I lived in the International Student Hostel on campus during my stay, and had a very nice Ghanaian roommate. The experience of living in a society outside my own was phenomenal. I made a lot of great friends. I still keep in touch with many of them! Some of my friends in Ghana made me rethink my friendships back home because they seemed to be so much more meaningful.

My most memorable experience was probably when I made my Azonto video. I was at Medina market dancing Azonto, and a crowd of thirty to fifty people were all watching and cheering. For the rest of the day, as I walked around the market everyone was yelling “Azonto Boy!” at me. Hiplife and Azonto music are still my favorite kind of music!

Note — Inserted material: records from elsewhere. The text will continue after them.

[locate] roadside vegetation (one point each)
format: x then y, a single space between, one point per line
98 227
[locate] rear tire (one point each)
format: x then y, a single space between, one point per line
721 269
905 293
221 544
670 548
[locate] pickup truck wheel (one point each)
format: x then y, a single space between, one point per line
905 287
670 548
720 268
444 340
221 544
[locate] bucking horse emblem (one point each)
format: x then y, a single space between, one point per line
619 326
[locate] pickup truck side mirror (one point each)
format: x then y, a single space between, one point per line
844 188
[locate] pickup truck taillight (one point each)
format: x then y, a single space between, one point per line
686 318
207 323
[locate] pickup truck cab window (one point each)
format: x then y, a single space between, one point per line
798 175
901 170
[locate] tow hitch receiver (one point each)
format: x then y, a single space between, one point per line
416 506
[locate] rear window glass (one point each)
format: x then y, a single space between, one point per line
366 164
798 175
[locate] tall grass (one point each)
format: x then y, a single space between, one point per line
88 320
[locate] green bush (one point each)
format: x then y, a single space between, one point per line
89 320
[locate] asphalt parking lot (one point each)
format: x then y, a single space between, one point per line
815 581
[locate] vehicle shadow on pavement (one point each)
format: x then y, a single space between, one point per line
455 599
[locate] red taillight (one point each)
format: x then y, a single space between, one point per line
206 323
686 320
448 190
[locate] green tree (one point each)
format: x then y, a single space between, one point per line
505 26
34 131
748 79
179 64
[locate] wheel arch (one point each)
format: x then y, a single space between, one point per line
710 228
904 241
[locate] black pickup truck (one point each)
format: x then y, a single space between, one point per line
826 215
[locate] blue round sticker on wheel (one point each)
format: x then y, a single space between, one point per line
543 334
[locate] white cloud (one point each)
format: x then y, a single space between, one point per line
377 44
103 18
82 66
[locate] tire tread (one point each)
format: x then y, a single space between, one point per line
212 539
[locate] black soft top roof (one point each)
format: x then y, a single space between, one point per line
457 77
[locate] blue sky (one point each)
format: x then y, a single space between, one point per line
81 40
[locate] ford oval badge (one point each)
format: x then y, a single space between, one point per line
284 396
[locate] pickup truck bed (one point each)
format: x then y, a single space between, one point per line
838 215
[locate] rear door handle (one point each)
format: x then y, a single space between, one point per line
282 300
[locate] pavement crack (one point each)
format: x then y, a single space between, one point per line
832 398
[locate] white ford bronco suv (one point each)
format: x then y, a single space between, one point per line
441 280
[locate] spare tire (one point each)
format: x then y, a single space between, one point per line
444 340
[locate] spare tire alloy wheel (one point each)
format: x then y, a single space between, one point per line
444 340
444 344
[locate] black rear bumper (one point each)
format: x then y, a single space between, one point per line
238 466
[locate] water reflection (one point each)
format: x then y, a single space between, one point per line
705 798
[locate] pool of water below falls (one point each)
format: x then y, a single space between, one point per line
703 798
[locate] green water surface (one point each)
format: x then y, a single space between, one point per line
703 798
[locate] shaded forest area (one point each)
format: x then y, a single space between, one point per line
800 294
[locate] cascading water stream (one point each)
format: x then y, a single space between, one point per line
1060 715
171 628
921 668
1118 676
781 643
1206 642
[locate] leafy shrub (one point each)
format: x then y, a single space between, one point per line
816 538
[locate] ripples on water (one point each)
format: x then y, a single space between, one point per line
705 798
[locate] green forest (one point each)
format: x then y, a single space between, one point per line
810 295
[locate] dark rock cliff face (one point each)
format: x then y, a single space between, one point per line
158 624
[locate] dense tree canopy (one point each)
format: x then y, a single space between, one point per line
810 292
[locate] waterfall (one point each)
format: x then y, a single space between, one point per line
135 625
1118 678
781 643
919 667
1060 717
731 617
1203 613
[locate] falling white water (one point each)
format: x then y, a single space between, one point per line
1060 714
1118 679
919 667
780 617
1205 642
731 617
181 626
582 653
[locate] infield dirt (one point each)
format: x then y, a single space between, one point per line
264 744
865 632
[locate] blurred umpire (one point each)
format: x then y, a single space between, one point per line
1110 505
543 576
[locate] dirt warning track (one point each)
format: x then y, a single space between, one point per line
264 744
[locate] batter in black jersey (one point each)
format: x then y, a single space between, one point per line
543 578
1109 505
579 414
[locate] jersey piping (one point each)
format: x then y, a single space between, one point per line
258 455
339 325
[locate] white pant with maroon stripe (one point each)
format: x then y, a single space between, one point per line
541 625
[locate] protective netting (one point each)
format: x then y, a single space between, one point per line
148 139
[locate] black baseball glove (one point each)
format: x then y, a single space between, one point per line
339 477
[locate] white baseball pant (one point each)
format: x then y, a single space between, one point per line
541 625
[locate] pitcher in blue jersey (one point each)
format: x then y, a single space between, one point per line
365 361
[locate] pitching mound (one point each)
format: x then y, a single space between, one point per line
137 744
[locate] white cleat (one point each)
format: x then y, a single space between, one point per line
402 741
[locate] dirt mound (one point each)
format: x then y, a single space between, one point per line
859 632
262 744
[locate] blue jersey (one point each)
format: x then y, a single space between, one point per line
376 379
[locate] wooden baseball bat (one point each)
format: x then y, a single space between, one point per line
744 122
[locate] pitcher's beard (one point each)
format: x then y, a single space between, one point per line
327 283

I love learning new languages. While I was there, I learned a decent amount of Twi, so that was great. And, my Pidgin is proficient. So, towards the end the language barrier wasn’t much of a problem. It was difficult sometimes when I traveled to non-Twi speaking regions, though. From my experience, I learned to appreciate what I have and to be happy no matter the circumstances. I learned to greet people and be respectful to anyone you come in contact with. I learned that people are meant to help others. I also learned that germs are overrated! My perceptions have changed a lot. I no longer complain about little mundane things that happen here. I’m thankful for having running water, toilet paper, and electricity. I’ve also learned that most people generalize Africa in a way that makes every country in Africa seem like it is the same. I came back and everyone was asking: “How was Africa?!” “What is it like in Africa?!” “What do they eat in Africa?!” I was a victim myself, but most people don’t realize that generalizing one country and referring to it as Africa is very misleading. No one goes to China and says, “Wow! In Asia. . .” You would never ask your friend who went surfing on the coast of California, “What are the waves like in the Pacific Ocean?” I can honestly say I have changed for the better, and it is noticeable. I’ve made so many more friends, I’ve become more popular, I’ve become nicer, more patient, and overall a happier being. I truly believe America would be a significantly better country if more people experience Ghana the way I did.